What are AA Meetings?

Alcoholics Anonymous (commonly referred to as AA) is perhaps the most widely known program related to overcoming an addiction or chemical dependency. For decades, AA meetings have helped countless men and women overcome their dependence upon alcohol and begin (or continue) their pursuit of lifelong recovery.

Though any form of addiction recovery can be a complex and challenging process, the central tenet of AA meetings is fairly simple and straightforward. This is how AA describes itself (from the AA website):

Alcoholics Anonymous® is a fellowship of men and women who share their experience, strength and hope with each other that they may solve their common problem and help others to recover from alcoholism. The only requirement for membership is a desire to stop drinking.

AA meetings are designed as supportive environments for individuals who are in all stages of recovery, as well as for those who are still drinking but, as the AA site indicates, have “a strong desire” to finally quit. The foundation of AA meetings – indeed, the foundation of the entire AA program – is expressed in the 12 Steps, a process that was developed in the early days of AA meetings, and which is now embraced by addiction treatment programs throughout the world

AA meetings are conducted in small groups throughout the United States and in several other nations. There is no cost to attend an AA meeting, there are no dues required in order to become a regular attendee at AA meetings, and there is no requirement that one adhere to a certain philosophical, political, or religious viewpoint in order to participate in AA meetings.
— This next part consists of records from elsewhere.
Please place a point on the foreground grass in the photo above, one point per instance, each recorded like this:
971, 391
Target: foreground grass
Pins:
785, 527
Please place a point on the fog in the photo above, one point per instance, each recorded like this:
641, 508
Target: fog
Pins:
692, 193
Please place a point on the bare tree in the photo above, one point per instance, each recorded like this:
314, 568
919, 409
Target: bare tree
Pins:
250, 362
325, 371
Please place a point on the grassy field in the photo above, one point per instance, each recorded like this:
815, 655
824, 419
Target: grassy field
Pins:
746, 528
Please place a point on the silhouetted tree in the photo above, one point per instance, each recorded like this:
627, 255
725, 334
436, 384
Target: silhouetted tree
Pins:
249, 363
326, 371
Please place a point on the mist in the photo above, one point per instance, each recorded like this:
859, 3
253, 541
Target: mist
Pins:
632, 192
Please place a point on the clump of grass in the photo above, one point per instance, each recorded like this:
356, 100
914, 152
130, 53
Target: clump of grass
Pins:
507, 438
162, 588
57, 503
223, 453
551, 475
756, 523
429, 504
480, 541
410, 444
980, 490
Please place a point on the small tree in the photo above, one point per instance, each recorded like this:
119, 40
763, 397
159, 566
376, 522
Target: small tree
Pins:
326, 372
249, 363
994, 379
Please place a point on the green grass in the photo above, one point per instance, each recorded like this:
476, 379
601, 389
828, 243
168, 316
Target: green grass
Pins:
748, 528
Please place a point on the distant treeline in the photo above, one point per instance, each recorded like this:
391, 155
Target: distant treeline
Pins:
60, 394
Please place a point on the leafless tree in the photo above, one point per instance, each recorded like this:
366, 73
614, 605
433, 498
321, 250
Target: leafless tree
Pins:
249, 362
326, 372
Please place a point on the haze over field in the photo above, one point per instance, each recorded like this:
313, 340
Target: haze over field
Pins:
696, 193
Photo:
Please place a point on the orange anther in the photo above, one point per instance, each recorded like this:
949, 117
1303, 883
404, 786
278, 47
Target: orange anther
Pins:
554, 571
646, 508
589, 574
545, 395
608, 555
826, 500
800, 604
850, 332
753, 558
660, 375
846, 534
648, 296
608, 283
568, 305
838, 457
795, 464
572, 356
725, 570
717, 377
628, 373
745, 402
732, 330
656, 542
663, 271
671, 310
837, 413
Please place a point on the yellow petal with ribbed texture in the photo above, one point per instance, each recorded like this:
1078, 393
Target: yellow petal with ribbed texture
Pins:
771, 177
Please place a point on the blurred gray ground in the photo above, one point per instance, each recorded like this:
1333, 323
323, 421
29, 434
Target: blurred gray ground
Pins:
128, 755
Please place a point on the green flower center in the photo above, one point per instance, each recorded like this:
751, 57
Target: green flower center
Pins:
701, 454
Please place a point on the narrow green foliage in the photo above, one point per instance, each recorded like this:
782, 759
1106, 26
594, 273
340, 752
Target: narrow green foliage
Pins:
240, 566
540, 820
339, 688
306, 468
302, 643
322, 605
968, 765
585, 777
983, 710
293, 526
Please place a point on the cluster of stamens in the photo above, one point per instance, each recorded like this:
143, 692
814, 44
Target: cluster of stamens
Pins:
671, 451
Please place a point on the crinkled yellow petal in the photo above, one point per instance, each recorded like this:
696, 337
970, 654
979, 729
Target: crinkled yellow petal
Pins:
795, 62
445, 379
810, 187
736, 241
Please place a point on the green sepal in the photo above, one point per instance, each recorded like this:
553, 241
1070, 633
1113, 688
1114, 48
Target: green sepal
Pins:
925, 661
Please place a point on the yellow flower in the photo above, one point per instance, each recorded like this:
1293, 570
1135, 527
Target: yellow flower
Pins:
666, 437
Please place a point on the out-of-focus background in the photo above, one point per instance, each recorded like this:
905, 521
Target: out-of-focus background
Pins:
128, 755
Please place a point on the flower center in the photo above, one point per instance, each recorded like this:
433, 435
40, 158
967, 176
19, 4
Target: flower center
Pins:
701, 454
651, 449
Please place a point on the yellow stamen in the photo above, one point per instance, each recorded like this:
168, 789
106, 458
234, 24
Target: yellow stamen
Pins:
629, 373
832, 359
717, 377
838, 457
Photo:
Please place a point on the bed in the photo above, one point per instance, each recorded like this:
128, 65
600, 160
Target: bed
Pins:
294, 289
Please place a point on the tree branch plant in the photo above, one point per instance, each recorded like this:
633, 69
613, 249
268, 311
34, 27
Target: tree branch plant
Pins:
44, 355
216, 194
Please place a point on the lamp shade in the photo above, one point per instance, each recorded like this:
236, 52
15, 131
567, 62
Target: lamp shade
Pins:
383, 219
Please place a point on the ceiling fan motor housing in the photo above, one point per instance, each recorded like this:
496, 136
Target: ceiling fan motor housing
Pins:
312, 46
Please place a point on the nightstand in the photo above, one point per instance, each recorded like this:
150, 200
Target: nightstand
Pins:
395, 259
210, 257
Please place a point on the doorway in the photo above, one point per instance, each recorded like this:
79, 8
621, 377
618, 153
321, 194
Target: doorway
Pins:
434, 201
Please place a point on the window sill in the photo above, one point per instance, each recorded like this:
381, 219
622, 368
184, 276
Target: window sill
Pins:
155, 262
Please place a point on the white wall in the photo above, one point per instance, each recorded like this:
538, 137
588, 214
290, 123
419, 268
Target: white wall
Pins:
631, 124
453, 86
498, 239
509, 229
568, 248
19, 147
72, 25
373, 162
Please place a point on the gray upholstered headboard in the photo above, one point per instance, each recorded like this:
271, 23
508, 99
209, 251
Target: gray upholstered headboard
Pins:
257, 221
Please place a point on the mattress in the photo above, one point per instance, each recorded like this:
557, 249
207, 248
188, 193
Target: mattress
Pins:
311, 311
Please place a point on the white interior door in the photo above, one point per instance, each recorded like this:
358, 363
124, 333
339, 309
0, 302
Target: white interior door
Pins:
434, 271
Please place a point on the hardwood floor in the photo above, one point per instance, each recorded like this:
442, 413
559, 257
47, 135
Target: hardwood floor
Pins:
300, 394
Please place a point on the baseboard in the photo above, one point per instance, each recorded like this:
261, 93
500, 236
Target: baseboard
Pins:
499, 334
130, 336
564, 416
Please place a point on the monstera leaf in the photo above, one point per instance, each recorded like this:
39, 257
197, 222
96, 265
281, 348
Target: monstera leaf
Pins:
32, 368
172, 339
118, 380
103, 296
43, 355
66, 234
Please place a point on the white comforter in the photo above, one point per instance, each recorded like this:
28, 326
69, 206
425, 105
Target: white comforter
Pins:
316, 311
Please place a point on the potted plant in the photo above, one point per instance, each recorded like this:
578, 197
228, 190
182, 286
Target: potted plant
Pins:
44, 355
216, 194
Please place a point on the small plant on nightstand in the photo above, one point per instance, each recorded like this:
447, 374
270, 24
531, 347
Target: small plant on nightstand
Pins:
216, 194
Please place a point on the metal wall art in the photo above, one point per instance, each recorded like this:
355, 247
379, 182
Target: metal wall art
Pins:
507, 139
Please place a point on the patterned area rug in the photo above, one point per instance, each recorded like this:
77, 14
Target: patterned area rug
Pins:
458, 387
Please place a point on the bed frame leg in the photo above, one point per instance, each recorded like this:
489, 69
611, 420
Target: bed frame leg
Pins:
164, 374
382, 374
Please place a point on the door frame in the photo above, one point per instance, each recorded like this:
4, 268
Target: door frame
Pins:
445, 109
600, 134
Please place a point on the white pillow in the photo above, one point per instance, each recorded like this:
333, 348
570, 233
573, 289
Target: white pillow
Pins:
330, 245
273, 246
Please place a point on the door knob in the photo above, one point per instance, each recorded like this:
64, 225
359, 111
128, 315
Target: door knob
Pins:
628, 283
As AA literature describes this global effort to help individuals in need, the purpose of AA meetings is “to stay sober and help other alcoholics achieve sobriety.”

History of AA Meetings

The first AA meeting took place in the mid-1930s. The organization was founded by Bill Wilson (in keeping with the “anonymous” tradition that is central to AA meetings, Wilson is commonly referred to as “Bill W.” in AA-related literature).

Prior to hosting the first AA meeting, Wilson (whose long struggle with alcoholism had caused significant personal, professional, and academic disruption) had been hospitalized multiple times in an effort to end his dependence upon alcohol.

While none of his hospital stays were successful in returning him to sobriety, they did introduce him to a concept that is at the heart of AA meetings around the world: Alcoholism is not a moral failure or evidence of poor character (as many believed then – and, unfortunately, some still do today). Alcoholism is an illness.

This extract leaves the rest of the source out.